Syria’s chemical weapons have renewed the diplomatic confrontation between Russia and Western countries following the release on Friday of a United Nations report that said regime forces were responsible for the sarin gas attack on Khan Sheikhoun in Idlib province.
A joint UN-Organization for the Prohibition of Chemical Weapons (OPCW) panel said the Syrian air force had dropped a bomb on the opposition-held town on April 4, releasing the deadly nerve agent that killed more than 80 people.
"A robust international response is now essential to hold those responsible for the Khan Sheikhoun attack to account," British Ambassador Matthew Rycroft told reporters.
"It now falls on the Security Council to act on these findings and to deliver justice."
Britain is in talks with the United States on a draft resolution that would impose sanctions on Syria, the ambassador said.
Such a measure, however, would likely face a veto from Russia, which questioned the findings, citing many "inconsistencies" in the report and criticizing the expert investigators over the use of "doubtful witness accounts and unverified evidence."
Moscow has maintained that the sarin attack was most likely caused by a bomb set off directly on the ground, not by a Syrian air strike.

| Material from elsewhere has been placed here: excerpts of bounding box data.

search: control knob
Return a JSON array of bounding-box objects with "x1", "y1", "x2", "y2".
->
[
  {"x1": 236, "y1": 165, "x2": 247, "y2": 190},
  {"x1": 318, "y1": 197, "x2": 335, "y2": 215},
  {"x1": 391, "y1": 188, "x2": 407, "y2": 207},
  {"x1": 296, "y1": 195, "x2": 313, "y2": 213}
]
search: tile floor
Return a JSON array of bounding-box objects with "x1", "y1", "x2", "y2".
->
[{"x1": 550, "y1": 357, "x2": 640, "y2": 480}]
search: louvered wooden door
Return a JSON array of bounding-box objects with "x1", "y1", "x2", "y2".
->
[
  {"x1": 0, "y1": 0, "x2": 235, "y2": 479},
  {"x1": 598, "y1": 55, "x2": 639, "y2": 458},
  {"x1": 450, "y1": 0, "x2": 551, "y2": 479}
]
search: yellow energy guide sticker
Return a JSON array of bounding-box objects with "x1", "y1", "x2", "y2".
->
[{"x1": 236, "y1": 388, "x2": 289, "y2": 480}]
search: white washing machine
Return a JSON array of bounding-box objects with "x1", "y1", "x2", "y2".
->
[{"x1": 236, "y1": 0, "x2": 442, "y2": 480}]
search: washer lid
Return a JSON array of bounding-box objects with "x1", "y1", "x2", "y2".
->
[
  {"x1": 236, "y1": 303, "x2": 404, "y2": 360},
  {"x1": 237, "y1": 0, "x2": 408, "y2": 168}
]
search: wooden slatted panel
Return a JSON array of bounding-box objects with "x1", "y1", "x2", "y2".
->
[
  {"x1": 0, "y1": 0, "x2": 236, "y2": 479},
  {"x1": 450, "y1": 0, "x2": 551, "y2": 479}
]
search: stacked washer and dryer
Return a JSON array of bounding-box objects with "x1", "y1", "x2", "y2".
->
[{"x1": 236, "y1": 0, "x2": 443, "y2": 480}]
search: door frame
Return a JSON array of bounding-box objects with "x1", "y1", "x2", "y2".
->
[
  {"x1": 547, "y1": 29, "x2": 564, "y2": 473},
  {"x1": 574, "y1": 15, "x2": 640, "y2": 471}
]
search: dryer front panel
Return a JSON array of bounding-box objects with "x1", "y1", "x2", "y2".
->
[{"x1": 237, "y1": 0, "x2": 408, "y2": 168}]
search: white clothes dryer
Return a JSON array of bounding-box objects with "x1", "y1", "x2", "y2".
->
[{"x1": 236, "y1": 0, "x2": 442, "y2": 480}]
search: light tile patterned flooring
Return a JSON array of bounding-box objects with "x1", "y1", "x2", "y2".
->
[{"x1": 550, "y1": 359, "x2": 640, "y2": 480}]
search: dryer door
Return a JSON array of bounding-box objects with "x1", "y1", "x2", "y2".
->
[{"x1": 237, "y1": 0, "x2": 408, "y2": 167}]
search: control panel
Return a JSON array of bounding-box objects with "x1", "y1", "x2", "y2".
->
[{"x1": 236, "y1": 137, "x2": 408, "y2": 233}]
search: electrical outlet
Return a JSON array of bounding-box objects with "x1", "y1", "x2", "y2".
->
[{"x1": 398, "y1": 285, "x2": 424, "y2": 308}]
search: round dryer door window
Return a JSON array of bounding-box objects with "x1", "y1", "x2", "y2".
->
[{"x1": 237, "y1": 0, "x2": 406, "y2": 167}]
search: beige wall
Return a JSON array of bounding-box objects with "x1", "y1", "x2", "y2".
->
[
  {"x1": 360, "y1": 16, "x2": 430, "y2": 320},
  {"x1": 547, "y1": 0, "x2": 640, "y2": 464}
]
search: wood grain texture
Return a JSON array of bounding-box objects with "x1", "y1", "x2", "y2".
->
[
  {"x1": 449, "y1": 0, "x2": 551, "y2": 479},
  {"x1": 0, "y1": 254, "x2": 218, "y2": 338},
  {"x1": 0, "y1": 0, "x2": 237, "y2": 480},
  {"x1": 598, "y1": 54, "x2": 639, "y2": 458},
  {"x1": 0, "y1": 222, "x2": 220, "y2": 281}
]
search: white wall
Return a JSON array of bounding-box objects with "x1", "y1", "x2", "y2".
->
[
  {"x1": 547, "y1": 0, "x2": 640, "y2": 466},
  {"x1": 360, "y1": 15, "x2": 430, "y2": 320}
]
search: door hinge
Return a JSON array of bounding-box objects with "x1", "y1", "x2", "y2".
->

Meanwhile, UN human rights chief Zeid Ra'ad Al Hussein condemned Friday the "deliberate starvation of civilians" as a war tactic following the release of "shocking" images showing severely malnourished children in the area of Eastern Ghouta near Damascus.
He said the pictures were "a frightening indication of the plight of people in Eastern Ghouta", which has been under siege by regime forces for more than four years.
"The deliberate starvation of civilians as a method of warfare constitutes a clear violation of international humanitarian law," Zeid said in a statement.